Adil Karaismailoğlu, İstanbul Boğazı'na alternatif bir su yolunun planlanmasının zorunlu hale geldiğini belirterek, "Tüm modelleme ve simülasyonlar gösterdi, Kanal İstanbul, İstanbul Boğazı'ndan 13 kat daha güvenli olacak." dedi.
Kanal İstanbul'un günübirlik tartışmaların ötesinde uluslararası ölçekte bir ulaşım ve bölgesel bir kalkınma projesi olduğuna dikkati çeken Karaismailoğlu, şu değerlendirmelerde bulundu:
"Salt ideoloji siyaseti ile memleketin hayrına olan her projeye karşı çıkan zihniyet yine karşımızda. Aynı zihniyet, Fatih Sultan Mehmet ve Boğaziçi köprüleri yapılırken de iş başındaydı. Bunlara kalsa biz boğazdan araçları sandallarla karşıya geçirecektik. Onlar talimatları kirli odaklardan alıyor. Bizler, gönlümüzü milletimize, gözümüzü çocuklarımızın aydınlık refah içindeki geleceğine çevirmiş, işimize-gücümüze bakıyoruz. Onlar memleket hayrına her işe karşı durmaya çalışadursunlar, bizler bütün engellere ve engellemelere rağmen, milletimize hizmet etmekten, Türkiye’mizi dört başı mamur lider bir ülke yapmaktan geri durmayacağız.

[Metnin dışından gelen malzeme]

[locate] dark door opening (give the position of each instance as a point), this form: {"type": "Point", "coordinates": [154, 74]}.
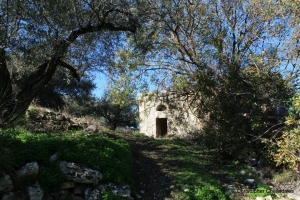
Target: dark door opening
{"type": "Point", "coordinates": [161, 127]}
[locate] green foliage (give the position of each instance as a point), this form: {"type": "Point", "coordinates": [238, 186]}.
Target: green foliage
{"type": "Point", "coordinates": [240, 113]}
{"type": "Point", "coordinates": [286, 148]}
{"type": "Point", "coordinates": [188, 173]}
{"type": "Point", "coordinates": [111, 157]}
{"type": "Point", "coordinates": [262, 190]}
{"type": "Point", "coordinates": [283, 177]}
{"type": "Point", "coordinates": [139, 135]}
{"type": "Point", "coordinates": [116, 109]}
{"type": "Point", "coordinates": [110, 196]}
{"type": "Point", "coordinates": [207, 192]}
{"type": "Point", "coordinates": [51, 177]}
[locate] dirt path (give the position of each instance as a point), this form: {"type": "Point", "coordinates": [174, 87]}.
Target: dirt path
{"type": "Point", "coordinates": [151, 177]}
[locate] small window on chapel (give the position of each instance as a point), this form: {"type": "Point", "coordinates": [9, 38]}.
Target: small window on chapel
{"type": "Point", "coordinates": [161, 108]}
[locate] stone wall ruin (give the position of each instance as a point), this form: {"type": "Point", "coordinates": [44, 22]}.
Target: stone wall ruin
{"type": "Point", "coordinates": [166, 114]}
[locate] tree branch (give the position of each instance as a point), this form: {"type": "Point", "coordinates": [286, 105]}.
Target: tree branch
{"type": "Point", "coordinates": [69, 67]}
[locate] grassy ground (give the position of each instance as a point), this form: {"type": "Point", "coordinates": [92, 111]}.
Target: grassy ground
{"type": "Point", "coordinates": [111, 157]}
{"type": "Point", "coordinates": [192, 173]}
{"type": "Point", "coordinates": [160, 169]}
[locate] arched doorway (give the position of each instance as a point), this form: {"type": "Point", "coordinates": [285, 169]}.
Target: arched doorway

Dev yatırımlarımızı inşa etmeye devam edecek, bir gurur nişanesi olarak milletimize, gelecek nesillerimize armağan edeceğiz. Merak etmeyiniz, biz bu filmi çok gördük. Sonu hep mutlu son ile bitiyor. Önce bir sürü yalan, sonra algı operasyonları, hatta dış ülkelerden yardım dilenme ve yatırımcıları, bürokratları tehdit. Ama karşılarında bunlardan yılmayan, her defasında vatanına milletine daha güçlü sarılan, sözünü tutan, başladığı işi bitiren ve milletinin hizmetine sunan, dünyayı Türkiye'ye bağlayan AK Parti var."
Konuşmaların ardından Bakan Karaismailoğlu, Şile Belediye Başkanı İlhan Ocaklı ve diğer yetkililer ile birlikte Şile Feneri'nin açılış kurdelesini kesti.